GraphQL returns errors differently from REST. Test that errors are properly formatted:

test("returns validation errors in GraphQL format", async () => {
  const response = await server.executeOperation({
    query: `
      mutation {
        createPost(input: { title: "", body: "" }) {
          id
        }
      }
    `,
  });

  const errors = response.body.singleResult.errors;
  expect(errors).toHaveLength(1);
  expect(errors[0].message).toBe("Validation failed");
  expect(errors[0].extensions.code).toBe("BAD_USER_INPUT");
  expect(errors[0].extensions.validationErrors).toEqual([
    { field: "title", message: "Title is required" },
    { field: "body", message: "Body is required" },
  ]);
});

Testing Subscriptions

Subscriptions require async iteration testing:

test("receives new post notifications", async () => {
  const subscription = server.executeSubscription({
    query: `
      subscription {
        postCreated {
          title
          author { name }
        }
      }
    `,
  });

  // Trigger the event
  await server.executeOperation({
    query: `
      mutation {
        createPost(input: { title: "New Post", body: "Content" }) {
          id
        }
      }
    `,
  });

  const result = await subscription.next();
  expect(result.value.data.postCreated.title).toBe("New Post");
});

GraphQL vs REST Testing: Key Differences

Aspect REST GraphQL
Contract testing Each endpoint is a contract Schema is the contract
Breaking changes New endpoint version Schema diff + usage analysis
Response shape Fixed per endpoint Client-determined
N+1 queries Rare (server-controlled) Common (client-driven nesting)
Error format HTTP status codes errors array in response
Overfetching Common Rare (but underfetching possible)
Test coverage Test each endpoint Test resolvers + query combinations

The biggest difference: REST tests can exhaustively cover all response shapes because they're fixed. GraphQL tests can't cover every possible query combination, so you need to be strategic -- test common patterns, edge cases in resolver logic, and authorization boundaries.

Tools Summary

Tool Purpose When to Use
GraphQL Inspector Schema diffing, breaking change detection CI pipeline on every PR
Apollo Studio Schema checks against real traffic Production schema governance
graphql-schema-linter Schema convention enforcement CI pipeline
graphql-codegen Type-safe test queries All TypeScript GraphQL projects
DataLoader N+1 prevention (and testability) Every GraphQL server

Recommendations

Minimum viable testing: Schema validation in CI (GraphQL Inspector) + resolver unit tests for business logic + a handful of integration tests for critical query paths. This catches most bugs with reasonable effort.
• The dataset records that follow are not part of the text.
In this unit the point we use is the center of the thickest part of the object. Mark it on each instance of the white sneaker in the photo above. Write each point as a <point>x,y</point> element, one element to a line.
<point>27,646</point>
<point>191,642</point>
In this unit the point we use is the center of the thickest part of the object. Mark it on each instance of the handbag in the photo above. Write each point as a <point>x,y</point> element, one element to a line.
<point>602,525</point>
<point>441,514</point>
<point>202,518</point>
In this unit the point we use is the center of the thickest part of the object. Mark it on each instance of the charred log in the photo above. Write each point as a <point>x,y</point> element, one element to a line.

For production APIs: Add Apollo Studio schema checks against real traffic data. The ability to see "0 clients use this field" before removing it is invaluable.

For TypeScript teams: Always use graphql-codegen for typed test queries. Untyped test queries silently pass with wrong field names and give false confidence.

Testing priorities: Authorization logic first (security), mutation side effects second (data integrity), query resolvers third (correctness), field resolvers last (usually trivial). Don't waste time testing auto-generated CRUD resolvers that your framework provides.